Accumulating evidence substantiates potent pro-malignancy roles for bone marrow-derived mesenchymal stem/stromal cells (MSC) in breast cancer. In parallel, the breast tumor microenvironment (TME) is enriched with inflammatory cytokines such as TNFα, having causative roles in promoting disease course. The breast TME also possesses many immune-suppressive properties that promote tumor growth and progression, including the cytokine TGFβ.
In this study, we investigated the impact of the inflammatory balance between TNFα and TGFβ on pro-malignancy traits of MSC and their functional implications in dictating breast cancer progression. Based on microarray analysis, that was validated at the protein level, we have identified genes that are significantly and prominently up-regulated by both TNFα and TGFβ. Focusing on those genes known as having tumor-promoting activities, we found that TGFβ amplified the ability of TNFα to induce the expression of tumor-promoting mediators in MSC. Our findings propose that TAK1 is an up-stream master-regulator involved in the activation of NF-κB, p38, JNK and SMAD-3, and that the joint activities of TNFα+TGFβ are channeled to activation of p65, then inducing the up-regulation of the tumor-promoting genes.

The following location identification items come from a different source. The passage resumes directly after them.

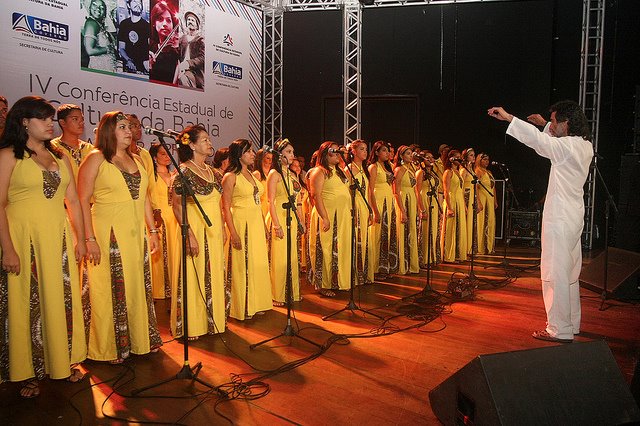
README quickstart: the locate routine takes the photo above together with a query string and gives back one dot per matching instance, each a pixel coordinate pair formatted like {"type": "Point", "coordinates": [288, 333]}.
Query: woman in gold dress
{"type": "Point", "coordinates": [406, 211]}
{"type": "Point", "coordinates": [165, 261]}
{"type": "Point", "coordinates": [123, 319]}
{"type": "Point", "coordinates": [330, 233]}
{"type": "Point", "coordinates": [453, 238]}
{"type": "Point", "coordinates": [261, 167]}
{"type": "Point", "coordinates": [280, 182]}
{"type": "Point", "coordinates": [428, 182]}
{"type": "Point", "coordinates": [248, 266]}
{"type": "Point", "coordinates": [487, 216]}
{"type": "Point", "coordinates": [358, 165]}
{"type": "Point", "coordinates": [40, 302]}
{"type": "Point", "coordinates": [207, 299]}
{"type": "Point", "coordinates": [382, 232]}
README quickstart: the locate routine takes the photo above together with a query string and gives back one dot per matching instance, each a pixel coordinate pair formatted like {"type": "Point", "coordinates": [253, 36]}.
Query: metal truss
{"type": "Point", "coordinates": [352, 20]}
{"type": "Point", "coordinates": [302, 5]}
{"type": "Point", "coordinates": [590, 85]}
{"type": "Point", "coordinates": [272, 76]}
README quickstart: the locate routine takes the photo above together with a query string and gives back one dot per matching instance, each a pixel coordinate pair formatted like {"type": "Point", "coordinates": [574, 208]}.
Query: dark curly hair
{"type": "Point", "coordinates": [570, 111]}
{"type": "Point", "coordinates": [373, 155]}
{"type": "Point", "coordinates": [15, 133]}
{"type": "Point", "coordinates": [236, 149]}
{"type": "Point", "coordinates": [185, 153]}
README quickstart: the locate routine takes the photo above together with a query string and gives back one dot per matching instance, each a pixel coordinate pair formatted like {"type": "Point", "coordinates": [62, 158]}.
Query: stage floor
{"type": "Point", "coordinates": [371, 371]}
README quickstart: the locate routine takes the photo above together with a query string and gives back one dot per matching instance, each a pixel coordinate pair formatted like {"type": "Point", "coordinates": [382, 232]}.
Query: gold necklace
{"type": "Point", "coordinates": [206, 169]}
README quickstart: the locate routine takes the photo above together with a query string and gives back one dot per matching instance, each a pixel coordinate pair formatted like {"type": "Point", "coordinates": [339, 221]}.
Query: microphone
{"type": "Point", "coordinates": [270, 150]}
{"type": "Point", "coordinates": [415, 155]}
{"type": "Point", "coordinates": [168, 133]}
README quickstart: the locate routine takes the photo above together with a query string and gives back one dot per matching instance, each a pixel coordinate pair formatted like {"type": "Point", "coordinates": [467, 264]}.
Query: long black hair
{"type": "Point", "coordinates": [373, 155]}
{"type": "Point", "coordinates": [15, 133]}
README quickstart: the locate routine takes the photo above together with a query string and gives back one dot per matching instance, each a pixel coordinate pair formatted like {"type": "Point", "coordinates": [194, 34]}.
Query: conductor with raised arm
{"type": "Point", "coordinates": [566, 141]}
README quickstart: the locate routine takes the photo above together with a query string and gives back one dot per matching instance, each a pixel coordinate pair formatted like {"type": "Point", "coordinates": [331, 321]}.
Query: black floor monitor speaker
{"type": "Point", "coordinates": [623, 274]}
{"type": "Point", "coordinates": [569, 384]}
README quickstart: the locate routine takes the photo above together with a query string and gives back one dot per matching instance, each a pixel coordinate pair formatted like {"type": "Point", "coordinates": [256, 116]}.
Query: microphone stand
{"type": "Point", "coordinates": [609, 202]}
{"type": "Point", "coordinates": [434, 181]}
{"type": "Point", "coordinates": [474, 237]}
{"type": "Point", "coordinates": [186, 372]}
{"type": "Point", "coordinates": [290, 207]}
{"type": "Point", "coordinates": [351, 304]}
{"type": "Point", "coordinates": [510, 195]}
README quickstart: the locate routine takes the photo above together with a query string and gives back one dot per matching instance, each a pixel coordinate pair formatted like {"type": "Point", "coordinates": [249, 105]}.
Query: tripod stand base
{"type": "Point", "coordinates": [351, 306]}
{"type": "Point", "coordinates": [185, 373]}
{"type": "Point", "coordinates": [288, 331]}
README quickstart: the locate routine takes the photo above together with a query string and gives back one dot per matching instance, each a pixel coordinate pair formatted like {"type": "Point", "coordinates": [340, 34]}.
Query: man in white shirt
{"type": "Point", "coordinates": [565, 141]}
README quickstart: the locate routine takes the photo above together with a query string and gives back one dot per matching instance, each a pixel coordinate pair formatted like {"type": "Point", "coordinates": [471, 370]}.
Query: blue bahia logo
{"type": "Point", "coordinates": [40, 27]}
{"type": "Point", "coordinates": [227, 70]}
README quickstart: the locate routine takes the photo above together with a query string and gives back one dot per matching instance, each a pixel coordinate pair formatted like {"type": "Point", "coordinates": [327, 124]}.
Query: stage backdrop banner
{"type": "Point", "coordinates": [172, 62]}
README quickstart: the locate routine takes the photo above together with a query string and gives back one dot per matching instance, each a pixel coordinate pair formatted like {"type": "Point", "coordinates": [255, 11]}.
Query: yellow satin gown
{"type": "Point", "coordinates": [382, 236]}
{"type": "Point", "coordinates": [330, 251]}
{"type": "Point", "coordinates": [40, 309]}
{"type": "Point", "coordinates": [407, 234]}
{"type": "Point", "coordinates": [123, 319]}
{"type": "Point", "coordinates": [165, 261]}
{"type": "Point", "coordinates": [75, 155]}
{"type": "Point", "coordinates": [454, 229]}
{"type": "Point", "coordinates": [427, 184]}
{"type": "Point", "coordinates": [487, 217]}
{"type": "Point", "coordinates": [278, 251]}
{"type": "Point", "coordinates": [249, 266]}
{"type": "Point", "coordinates": [469, 194]}
{"type": "Point", "coordinates": [363, 246]}
{"type": "Point", "coordinates": [206, 294]}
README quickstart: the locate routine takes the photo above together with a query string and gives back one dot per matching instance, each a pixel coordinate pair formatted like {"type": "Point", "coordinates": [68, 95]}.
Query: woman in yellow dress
{"type": "Point", "coordinates": [123, 319]}
{"type": "Point", "coordinates": [261, 167]}
{"type": "Point", "coordinates": [428, 182]}
{"type": "Point", "coordinates": [165, 261]}
{"type": "Point", "coordinates": [469, 159]}
{"type": "Point", "coordinates": [277, 224]}
{"type": "Point", "coordinates": [40, 303]}
{"type": "Point", "coordinates": [248, 266]}
{"type": "Point", "coordinates": [358, 165]}
{"type": "Point", "coordinates": [453, 239]}
{"type": "Point", "coordinates": [206, 294]}
{"type": "Point", "coordinates": [330, 242]}
{"type": "Point", "coordinates": [487, 216]}
{"type": "Point", "coordinates": [404, 191]}
{"type": "Point", "coordinates": [382, 232]}
{"type": "Point", "coordinates": [302, 204]}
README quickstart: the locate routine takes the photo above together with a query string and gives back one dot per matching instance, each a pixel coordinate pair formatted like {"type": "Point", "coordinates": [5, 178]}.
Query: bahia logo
{"type": "Point", "coordinates": [227, 70]}
{"type": "Point", "coordinates": [40, 27]}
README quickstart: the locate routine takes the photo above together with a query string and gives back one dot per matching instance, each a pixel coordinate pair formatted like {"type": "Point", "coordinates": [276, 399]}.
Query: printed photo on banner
{"type": "Point", "coordinates": [177, 51]}
{"type": "Point", "coordinates": [133, 36]}
{"type": "Point", "coordinates": [98, 35]}
{"type": "Point", "coordinates": [159, 40]}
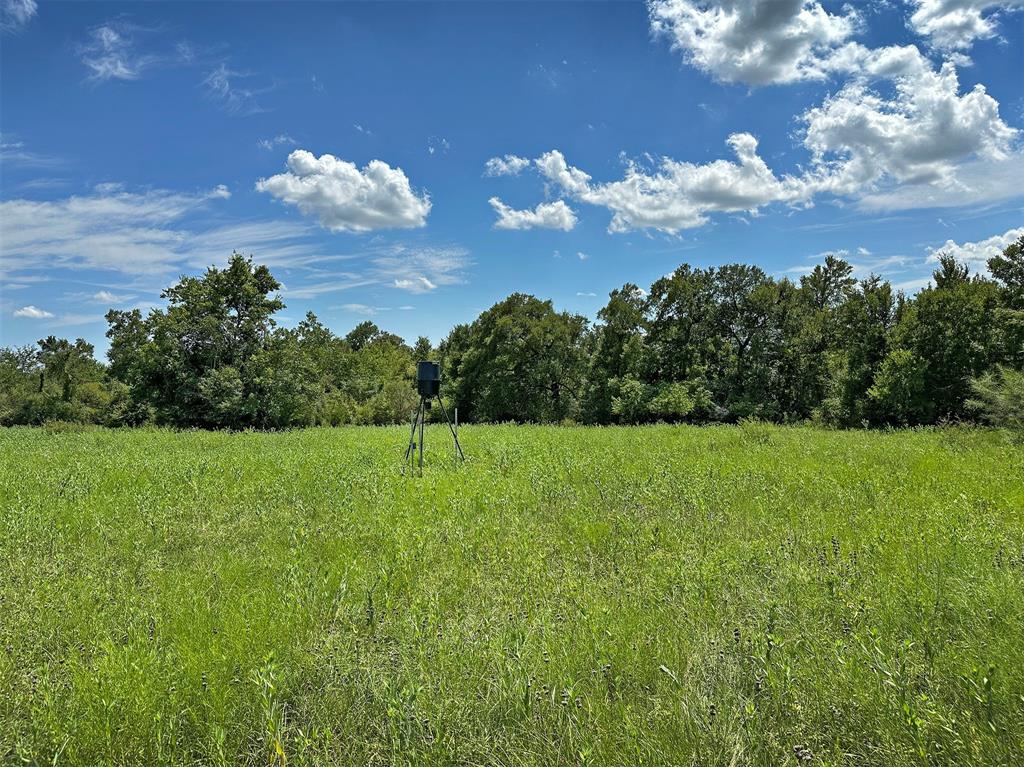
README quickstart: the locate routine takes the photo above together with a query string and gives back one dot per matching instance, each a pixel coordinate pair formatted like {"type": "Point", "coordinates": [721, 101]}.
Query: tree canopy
{"type": "Point", "coordinates": [702, 344]}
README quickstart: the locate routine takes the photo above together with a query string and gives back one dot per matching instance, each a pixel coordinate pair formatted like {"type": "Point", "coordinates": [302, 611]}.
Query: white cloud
{"type": "Point", "coordinates": [510, 165]}
{"type": "Point", "coordinates": [555, 215]}
{"type": "Point", "coordinates": [361, 308]}
{"type": "Point", "coordinates": [417, 284]}
{"type": "Point", "coordinates": [104, 296]}
{"type": "Point", "coordinates": [678, 196]}
{"type": "Point", "coordinates": [858, 137]}
{"type": "Point", "coordinates": [977, 254]}
{"type": "Point", "coordinates": [221, 85]}
{"type": "Point", "coordinates": [923, 143]}
{"type": "Point", "coordinates": [131, 232]}
{"type": "Point", "coordinates": [15, 13]}
{"type": "Point", "coordinates": [978, 182]}
{"type": "Point", "coordinates": [435, 144]}
{"type": "Point", "coordinates": [15, 152]}
{"type": "Point", "coordinates": [33, 312]}
{"type": "Point", "coordinates": [269, 143]}
{"type": "Point", "coordinates": [344, 199]}
{"type": "Point", "coordinates": [954, 25]}
{"type": "Point", "coordinates": [110, 52]}
{"type": "Point", "coordinates": [757, 42]}
{"type": "Point", "coordinates": [420, 269]}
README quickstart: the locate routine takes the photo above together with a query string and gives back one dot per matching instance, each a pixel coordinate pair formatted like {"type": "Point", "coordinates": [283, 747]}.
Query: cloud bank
{"type": "Point", "coordinates": [342, 198]}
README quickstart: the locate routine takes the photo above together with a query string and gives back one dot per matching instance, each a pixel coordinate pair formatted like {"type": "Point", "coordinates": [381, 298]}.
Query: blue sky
{"type": "Point", "coordinates": [347, 146]}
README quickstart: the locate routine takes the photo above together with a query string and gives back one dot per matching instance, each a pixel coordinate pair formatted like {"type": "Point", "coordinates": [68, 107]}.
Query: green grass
{"type": "Point", "coordinates": [616, 596]}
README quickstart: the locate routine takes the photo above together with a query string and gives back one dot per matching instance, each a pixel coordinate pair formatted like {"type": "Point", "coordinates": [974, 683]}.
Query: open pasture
{"type": "Point", "coordinates": [605, 596]}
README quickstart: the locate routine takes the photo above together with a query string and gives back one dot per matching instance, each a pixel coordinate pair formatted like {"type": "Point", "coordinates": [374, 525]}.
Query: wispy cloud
{"type": "Point", "coordinates": [14, 14]}
{"type": "Point", "coordinates": [278, 140]}
{"type": "Point", "coordinates": [222, 86]}
{"type": "Point", "coordinates": [33, 312]}
{"type": "Point", "coordinates": [111, 52]}
{"type": "Point", "coordinates": [15, 152]}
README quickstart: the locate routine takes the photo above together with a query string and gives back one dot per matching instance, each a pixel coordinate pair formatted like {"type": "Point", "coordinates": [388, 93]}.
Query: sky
{"type": "Point", "coordinates": [415, 163]}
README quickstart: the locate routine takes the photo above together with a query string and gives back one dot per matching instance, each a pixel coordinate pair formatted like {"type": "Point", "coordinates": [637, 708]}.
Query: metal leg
{"type": "Point", "coordinates": [412, 434]}
{"type": "Point", "coordinates": [423, 417]}
{"type": "Point", "coordinates": [452, 428]}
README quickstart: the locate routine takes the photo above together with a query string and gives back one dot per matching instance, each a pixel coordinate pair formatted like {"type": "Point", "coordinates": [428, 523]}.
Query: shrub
{"type": "Point", "coordinates": [999, 397]}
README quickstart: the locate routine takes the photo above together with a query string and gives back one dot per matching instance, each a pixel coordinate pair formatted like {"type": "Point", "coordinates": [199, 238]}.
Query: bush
{"type": "Point", "coordinates": [999, 397]}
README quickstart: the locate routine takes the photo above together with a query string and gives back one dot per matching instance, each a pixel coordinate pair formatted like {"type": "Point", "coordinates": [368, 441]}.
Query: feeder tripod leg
{"type": "Point", "coordinates": [423, 417]}
{"type": "Point", "coordinates": [412, 434]}
{"type": "Point", "coordinates": [454, 434]}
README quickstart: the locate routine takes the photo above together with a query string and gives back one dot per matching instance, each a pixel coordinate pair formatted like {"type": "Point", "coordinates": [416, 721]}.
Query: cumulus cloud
{"type": "Point", "coordinates": [858, 137]}
{"type": "Point", "coordinates": [757, 42]}
{"type": "Point", "coordinates": [555, 215]}
{"type": "Point", "coordinates": [977, 254]}
{"type": "Point", "coordinates": [954, 25]}
{"type": "Point", "coordinates": [15, 13]}
{"type": "Point", "coordinates": [899, 134]}
{"type": "Point", "coordinates": [343, 198]}
{"type": "Point", "coordinates": [678, 195]}
{"type": "Point", "coordinates": [510, 165]}
{"type": "Point", "coordinates": [33, 312]}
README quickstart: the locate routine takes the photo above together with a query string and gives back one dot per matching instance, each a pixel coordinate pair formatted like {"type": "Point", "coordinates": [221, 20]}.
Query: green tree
{"type": "Point", "coordinates": [521, 361]}
{"type": "Point", "coordinates": [213, 357]}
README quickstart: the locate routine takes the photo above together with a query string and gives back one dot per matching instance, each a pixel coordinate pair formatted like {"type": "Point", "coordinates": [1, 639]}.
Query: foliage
{"type": "Point", "coordinates": [722, 343]}
{"type": "Point", "coordinates": [616, 596]}
{"type": "Point", "coordinates": [998, 397]}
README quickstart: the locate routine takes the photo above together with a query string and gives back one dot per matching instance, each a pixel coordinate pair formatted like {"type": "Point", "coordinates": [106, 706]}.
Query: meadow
{"type": "Point", "coordinates": [725, 595]}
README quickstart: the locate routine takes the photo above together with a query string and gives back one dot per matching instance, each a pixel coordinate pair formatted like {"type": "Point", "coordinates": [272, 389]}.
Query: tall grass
{"type": "Point", "coordinates": [615, 596]}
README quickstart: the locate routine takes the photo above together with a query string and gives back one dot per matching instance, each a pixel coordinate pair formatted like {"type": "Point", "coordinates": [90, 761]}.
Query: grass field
{"type": "Point", "coordinates": [621, 596]}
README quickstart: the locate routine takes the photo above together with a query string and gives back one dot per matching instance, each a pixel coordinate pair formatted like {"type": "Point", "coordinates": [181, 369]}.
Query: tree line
{"type": "Point", "coordinates": [716, 344]}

By applying the conditioned-media of stimulated-MSC to breast cancer cells, we examined the effects of MSC-derived secreted factors on cancer cell-remodeling and motility. Our results indicate that following combined stimulation of MSC by TNFα+TGFβ, the MSC-secreted factors amplify migratory and invasive properties of breast tumor cells.
Our findings indicate that cytokines with seemingly opposing roles, TNFα and TGFβ, act together to promote inflammatory and pro-malignancy traits in MSC and breast tumor cells, and reveal inflammation-supporting activities for TGFβ. In future studies, we will investigate inflammation-MSC interactions, determining their functional implications on disease course.